While looking for some code to use for a screenshot because Microsoft rejected my first WP7 submission due to the original icon I used, I came across some code from a graduate class I took. The class was on intelligent systems. The main tool we used in that particular class was Weka. Weka comes with some sample datasets, and there are a variety of sites that have datasets that Weka can use. My group was looking at a dataset of poker hands, although like the dataset creators, we didn’t have much luck. Their dataset had random cards with suits. I think the same card couldn’t appear twice, although I am not completely sure on that.
The objective of having the dataset would be to feed Weka a list of hands with a value to represent what the hand was. Weka would then create a model by learning how to classify a poker hand without knowing any rules of poker. We would then use the model in another program to have it determine what the hand was.

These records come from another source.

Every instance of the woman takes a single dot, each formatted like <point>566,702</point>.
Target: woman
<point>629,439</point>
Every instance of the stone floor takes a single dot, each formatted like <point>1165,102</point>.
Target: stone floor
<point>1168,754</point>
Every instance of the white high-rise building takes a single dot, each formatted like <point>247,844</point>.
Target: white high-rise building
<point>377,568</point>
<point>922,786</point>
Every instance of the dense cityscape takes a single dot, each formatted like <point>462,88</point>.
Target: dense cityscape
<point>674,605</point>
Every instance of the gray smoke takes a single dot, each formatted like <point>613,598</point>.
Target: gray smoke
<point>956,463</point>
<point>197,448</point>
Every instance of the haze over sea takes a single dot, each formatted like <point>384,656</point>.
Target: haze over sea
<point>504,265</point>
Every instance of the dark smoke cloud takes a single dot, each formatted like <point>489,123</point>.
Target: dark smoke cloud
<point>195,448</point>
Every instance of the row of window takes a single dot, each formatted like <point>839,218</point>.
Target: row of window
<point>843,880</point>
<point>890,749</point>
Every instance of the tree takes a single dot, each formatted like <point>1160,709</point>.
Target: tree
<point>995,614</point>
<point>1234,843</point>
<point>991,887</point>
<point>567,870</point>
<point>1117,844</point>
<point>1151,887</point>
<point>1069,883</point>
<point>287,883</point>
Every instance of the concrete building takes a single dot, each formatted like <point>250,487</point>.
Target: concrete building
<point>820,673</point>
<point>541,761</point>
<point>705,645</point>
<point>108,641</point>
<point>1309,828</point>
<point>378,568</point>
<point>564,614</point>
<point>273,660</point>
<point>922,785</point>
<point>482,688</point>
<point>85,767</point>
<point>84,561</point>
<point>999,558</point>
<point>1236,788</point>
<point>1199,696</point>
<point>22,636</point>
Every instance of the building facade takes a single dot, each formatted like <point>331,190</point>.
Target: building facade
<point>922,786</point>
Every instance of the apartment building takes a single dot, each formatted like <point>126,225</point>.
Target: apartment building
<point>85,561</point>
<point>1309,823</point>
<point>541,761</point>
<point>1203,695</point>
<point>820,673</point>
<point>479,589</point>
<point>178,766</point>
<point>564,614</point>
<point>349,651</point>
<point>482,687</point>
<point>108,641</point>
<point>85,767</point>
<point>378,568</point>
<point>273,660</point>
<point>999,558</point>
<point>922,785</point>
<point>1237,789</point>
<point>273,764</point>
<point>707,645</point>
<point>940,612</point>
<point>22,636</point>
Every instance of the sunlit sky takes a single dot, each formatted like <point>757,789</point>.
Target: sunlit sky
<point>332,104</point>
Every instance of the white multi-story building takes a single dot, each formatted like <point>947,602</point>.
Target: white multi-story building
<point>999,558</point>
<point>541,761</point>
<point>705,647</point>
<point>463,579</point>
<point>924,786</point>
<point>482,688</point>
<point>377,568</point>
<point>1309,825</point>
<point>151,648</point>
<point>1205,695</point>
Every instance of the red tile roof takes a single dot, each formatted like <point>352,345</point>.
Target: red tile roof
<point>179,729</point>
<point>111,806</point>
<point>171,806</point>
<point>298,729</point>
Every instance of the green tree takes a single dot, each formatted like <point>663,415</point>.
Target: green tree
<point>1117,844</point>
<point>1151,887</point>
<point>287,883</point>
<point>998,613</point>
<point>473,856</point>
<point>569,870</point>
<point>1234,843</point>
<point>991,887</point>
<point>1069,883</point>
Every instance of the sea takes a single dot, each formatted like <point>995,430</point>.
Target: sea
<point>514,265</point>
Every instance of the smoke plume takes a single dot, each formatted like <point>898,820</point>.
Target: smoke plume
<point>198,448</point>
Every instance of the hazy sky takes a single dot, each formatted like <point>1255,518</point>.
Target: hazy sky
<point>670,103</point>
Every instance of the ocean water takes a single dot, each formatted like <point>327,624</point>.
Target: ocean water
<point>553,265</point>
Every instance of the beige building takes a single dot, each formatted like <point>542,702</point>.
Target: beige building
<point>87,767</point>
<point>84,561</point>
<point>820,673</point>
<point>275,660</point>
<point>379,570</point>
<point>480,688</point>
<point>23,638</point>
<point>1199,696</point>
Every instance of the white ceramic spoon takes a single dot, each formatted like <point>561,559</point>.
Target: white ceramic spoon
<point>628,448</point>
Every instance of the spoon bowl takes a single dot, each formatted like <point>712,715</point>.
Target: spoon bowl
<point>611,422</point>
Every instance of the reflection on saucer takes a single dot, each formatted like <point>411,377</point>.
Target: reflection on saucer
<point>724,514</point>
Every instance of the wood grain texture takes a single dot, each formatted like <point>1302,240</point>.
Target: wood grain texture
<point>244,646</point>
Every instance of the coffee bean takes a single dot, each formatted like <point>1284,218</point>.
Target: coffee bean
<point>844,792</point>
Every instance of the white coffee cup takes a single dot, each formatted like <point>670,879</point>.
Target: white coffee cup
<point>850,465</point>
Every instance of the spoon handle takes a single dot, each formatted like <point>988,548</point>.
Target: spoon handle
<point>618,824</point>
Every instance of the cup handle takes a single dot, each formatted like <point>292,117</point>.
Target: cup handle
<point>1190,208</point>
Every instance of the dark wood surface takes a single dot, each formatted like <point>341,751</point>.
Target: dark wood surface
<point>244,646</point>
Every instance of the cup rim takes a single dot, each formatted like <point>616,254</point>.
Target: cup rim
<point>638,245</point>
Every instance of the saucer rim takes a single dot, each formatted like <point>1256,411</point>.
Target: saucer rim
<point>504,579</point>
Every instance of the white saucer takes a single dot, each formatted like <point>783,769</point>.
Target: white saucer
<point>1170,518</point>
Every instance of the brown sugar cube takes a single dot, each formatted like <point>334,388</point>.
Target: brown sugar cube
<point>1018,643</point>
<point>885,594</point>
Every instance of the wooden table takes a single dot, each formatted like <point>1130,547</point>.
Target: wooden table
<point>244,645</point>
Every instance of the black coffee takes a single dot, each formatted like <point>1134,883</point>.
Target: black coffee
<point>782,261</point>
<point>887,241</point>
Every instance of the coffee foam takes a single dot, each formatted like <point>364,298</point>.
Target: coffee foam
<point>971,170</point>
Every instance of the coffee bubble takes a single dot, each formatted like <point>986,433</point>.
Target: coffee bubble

One issue with their dataset was that without pre-processing of the data, a suit mattered as much as the card value. Order also seemed to effect the classification because 2,3,4,5,6 may get classified differently than 2,4,3,5,6. Since they made the dataset to simulate real hands being drawn, the statics are about the same for the hand types. I think they had actually had to add some royal flushes manually because they didn’t randomly produce any. The problem with a dataset consisting of small amounts in some of the classifications is that the model would have trouble correctly classifying those because it had not been trained enough with them. Also, being 5 or so off of a specific group is not seen as a big issue when there are thousands of sample hands.
I created a program to create an ARFF file (basically a csv file with Weka headers) which consisted of n hands that were evenly distributed. Basically it randomly picks the hand type, and then randomly creates a hand that fits the chosen type. We ignore the suit because in reality it doesn’t really matter, what matters is whether or not the suit of the cards is the same. We have one field for that. The cards are also ordered after the hand is picked in order to eliminate the order classification issue. We didn’t see that as an issue because that could be something people do mentally while playing poker. If anyone wants to use this file, I have uploaded it here.
The classifiers in Weka that we used were JRip and Multi-Layer Perceptron. Using a JRip model would correctly classify 89.76% of the time. Our model with the multi-layer perceptron classified correctly 97.37% of the time. Using the generated models, another group member made a java app that would allow the user to create a poker hand and use the model to classify it.
Update 1/19/2012: I posted the source to the above program on GitHub a little while ago to test Git for work. It is available here.